Cypriot issuer Marfin Popular Bank had its covered bonds backed by Cypriot residential mortgage loans and its covered bonds backed by Greek residential mortgage loans downgraded from Baa3 to Ba3. Covered bonds issued by Bank of Cyprus, and backed by Greek residential mortgage loans, rated Baa3, were placed on review for downgrade.
Moody’s on 4 November downgraded Cyprus’s rating by two notches to Baa3, on review for further downgrade.
A downgrade of the respective issuers’ senior unsecured ratings on 8 November also affected the covered bonds through Moody’s Timely Payment Indicator (TPI) framework.

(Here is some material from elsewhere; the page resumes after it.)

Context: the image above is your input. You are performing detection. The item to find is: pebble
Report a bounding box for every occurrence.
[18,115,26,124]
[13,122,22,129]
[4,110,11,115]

Moody’s downgraded Marfin’s senior unsecured rating by three notches to B2, on review for further downgrade, and Bank of Cyprus’s senior unsecured rating by one notch, to Ba2, on review for further downgrade.
The TPI of the three covered bond programmes is “very improbable”. The TPI leeway of all programmes is one notch, meaning the covered bonds might be downgraded if the issuer is downgraded more than one notch, all other variables being equal.
Moody’s said on Friday it expects that the increased risk of default in Greece would increase the likelihood of high severity events that would have a material impact on both credit and market risk on the covered bonds issued by Greek banks.
The rating action included reviews for downgrade of covered bonds issued by Alpha Bank (covered bonds rated Ba3), National Bank of Greece programmes I and II (Ba3), and mortgage covered bonds issued by EFG Eurobank Ergasias programme I (Ba3) and programme II (B1).
Timely payment indicators (TPIs) are “improbable” for Alpha, EFG CB I, EFG CB II and NBG II, and “very improbable” for NBG CB I. Greek covered bonds cannot be rated higher than Ba3, which represents the lowest point in the TPI table, because of the sovereign rating of Ca.
Minimum overcollateralisation levels for the programmes are: 15% for Alpha, 17.8% for EFG CB I, 42% for EFG CB II, 88.7% for NBG CB I, and 19% for NBG CB II.
“The events in Greece heightened uncertainty around the implementation of the country’s economic and fiscal reform programme,” said the rating agency, “which is a precondition of the European Union (EU) rescue package approved on 27 October.”
It said even if a coalition government were to approve the EU rescue package, the outcome of elections likely to take place in 2012 is uncertain.
“Uncertainty around the ability of Greece to then implement the economic and fiscal reforms that are required under the rescue package,” continued Moody’s, “and therefore to continue to obtain the financial funding which is conditional upon implementation of these reforms, has risen still further.”
The risk of disorderly default has risen because of a possible temporary disruption of the domestic banking system or government services, and political and social instability.
Moody’s review will examine the implications of a default scenario on the covered bonds, as well as the likelihood of a scenario where Greece exits the euro.